2-(isopropylthio)-3-(2,2,2-trifluoroethoxy)pyridine

Administrative data

Description of key information

Key value for chemical safety assessment

Acute toxicity: via oral route

Endpoint conclusion

Dose descriptor:

LD50

Value:

2 000 mg/kg bw

Acute toxicity: via inhalation route

Endpoint conclusion

Dose descriptor:

LC50

Value:

5.192 mg/m³

Acute toxicity: via dermal route

Endpoint conclusion

Dose descriptor:

LD50

Value:

2 000 mg/kg bw

Additional information

In total three studies are available for the acute oral, dermal and inhalation toxicity.

The acute oral toxicity of ITTFEP (purity 82.3%) to rat was determined in a GLP compliant test according to OECD 423 (Sommer 2000). Since the study was performed under GLP and according the guideline and based on the good documentation the study was awarded with Klimisch 1. The acute toxicity testing in 3 male and 3 female rats showed that the LD50 of the test item was > 2000mg/kg body weight. No mortalities were observed. The body weight evolution was not influenced during the 14-day observation period. There were no in-life observations indicating treatment-related systemic effects on any males. Slight reduced activity was observed in all females on the treatment day which lasted in once female (no. 101) through day 1, and in one female (no. 102) through day 2, slightly hunched posture in two females (no 101 and 103) on the treatment day through day 1, and in one female (no. 102) on the treatment day through day 4, slight piloerection in all females on the treatment day, which lasted in one female (no. 102) through day 2. In addition, skin cold to touch, recumbency, and slight dyspnea were seen in one female (no. 102) on days 1 and 2. All females appeared normal on day 5 after treatment. The obtained results are considered as relevant for the risk assessment.

The acute dermal toxicity of ITTFEP (purity 82.3%) to rat was determined in a GLP compliant test according to OECD 402 (Sommer 2000). Since the study was performed under GLP and according the guideline and based on the good documentation the study was awarded with Klimisch 1. The acute dermal toxicity testing in 5 male and 5 female rats showed that the LD50 of the test item was > 2000mg/kg body weight. No mortality was observed. There were no remarkable clinical observations for any animal. There were only slight effects on body weight development in males. A slight loss of body weight was recorded in one female during the first week after treatment. Necropsy examinations revealed no observable abnormalities. There were no remarkable findings for local tolerance for any animal. The obtained results are considered as relevant for the risk assessment.
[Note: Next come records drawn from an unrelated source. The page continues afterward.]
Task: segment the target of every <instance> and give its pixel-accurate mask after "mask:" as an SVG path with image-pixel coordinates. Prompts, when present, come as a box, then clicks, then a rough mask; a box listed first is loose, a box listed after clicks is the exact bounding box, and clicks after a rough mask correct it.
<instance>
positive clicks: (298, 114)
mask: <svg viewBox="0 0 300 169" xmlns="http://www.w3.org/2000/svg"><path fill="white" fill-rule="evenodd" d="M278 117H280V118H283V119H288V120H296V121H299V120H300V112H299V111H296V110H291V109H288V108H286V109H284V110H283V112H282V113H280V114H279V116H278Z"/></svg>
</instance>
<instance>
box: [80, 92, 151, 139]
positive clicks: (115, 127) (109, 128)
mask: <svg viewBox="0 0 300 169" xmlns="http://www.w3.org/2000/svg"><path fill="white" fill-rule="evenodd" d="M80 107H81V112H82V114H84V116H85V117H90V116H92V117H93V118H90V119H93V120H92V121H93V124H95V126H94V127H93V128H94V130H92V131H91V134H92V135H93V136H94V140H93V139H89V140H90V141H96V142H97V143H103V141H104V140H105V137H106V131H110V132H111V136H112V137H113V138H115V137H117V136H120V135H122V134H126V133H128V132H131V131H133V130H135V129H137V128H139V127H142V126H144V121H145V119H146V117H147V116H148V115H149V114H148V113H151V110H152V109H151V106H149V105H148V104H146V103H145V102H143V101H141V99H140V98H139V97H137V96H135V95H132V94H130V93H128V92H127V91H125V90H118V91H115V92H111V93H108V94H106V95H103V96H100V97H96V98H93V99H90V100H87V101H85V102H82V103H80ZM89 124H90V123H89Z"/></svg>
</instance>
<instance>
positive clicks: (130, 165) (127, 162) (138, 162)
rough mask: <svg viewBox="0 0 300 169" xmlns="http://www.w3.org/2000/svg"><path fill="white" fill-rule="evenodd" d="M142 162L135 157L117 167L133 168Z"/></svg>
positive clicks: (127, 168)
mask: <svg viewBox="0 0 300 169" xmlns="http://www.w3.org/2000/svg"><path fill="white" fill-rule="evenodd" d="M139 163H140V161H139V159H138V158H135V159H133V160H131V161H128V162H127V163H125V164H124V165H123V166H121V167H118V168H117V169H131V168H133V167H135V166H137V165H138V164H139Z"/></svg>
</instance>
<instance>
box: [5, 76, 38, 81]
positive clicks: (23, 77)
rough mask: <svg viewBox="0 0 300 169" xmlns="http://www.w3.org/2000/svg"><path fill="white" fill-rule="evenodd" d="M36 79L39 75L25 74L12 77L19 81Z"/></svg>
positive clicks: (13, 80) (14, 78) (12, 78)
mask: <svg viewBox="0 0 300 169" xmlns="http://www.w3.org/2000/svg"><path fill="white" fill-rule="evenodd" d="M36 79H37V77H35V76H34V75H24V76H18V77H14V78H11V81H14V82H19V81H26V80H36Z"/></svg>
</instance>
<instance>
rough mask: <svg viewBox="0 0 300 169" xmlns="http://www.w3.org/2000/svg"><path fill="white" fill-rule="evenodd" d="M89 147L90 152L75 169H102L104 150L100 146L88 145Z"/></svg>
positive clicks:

The acute 4 -h nose-only inhalation toxicity of ITTFEP (purity 82.3%) to rat was determined in a GLP compliant test according to OECD 403, EU method B.2 and EPA OPPTS870.1300 (Decker et al. 2001). Since the study was performed under GLP and according the guideline and based on the good documentation the study was awarded with Klimisch 1.  

The acute inhalation toxicity testing in 5 male and 5 female rats showed that the LD50 of the test item was > 5.192 mg/L (limit test, analytically measured). Several slight to moderate clinical signs were observed. The body weight evolution was influenced during the first three days but recovered until day 14. All treated animals were free from poisoning symptoms after 5 days at the latest. The obtained results are considered as relevant for the risk assessment.

In summary, oral, dermal and inhalation acute toxicity were tested in various studies with ITTFEP and its technical product, demonstrating that LD50 values were close to (due to the lower content of active ingredient) or above the limit dose of 2000 mg/kg bw or 5 mg/L. Therefore, there is no need for classification and labelling.

Justification for classification or non-classification

Oral, dermal and inhalation acute toxicity were tested in various studies with ITTFEP and its technical product, demonstrating that LD50 values were close to (due to the lower content of active ingredient) or above the limit dose of 2000 mg test item /kg bw or 5 mg/L. Therefore, there is no need for classification and labelling.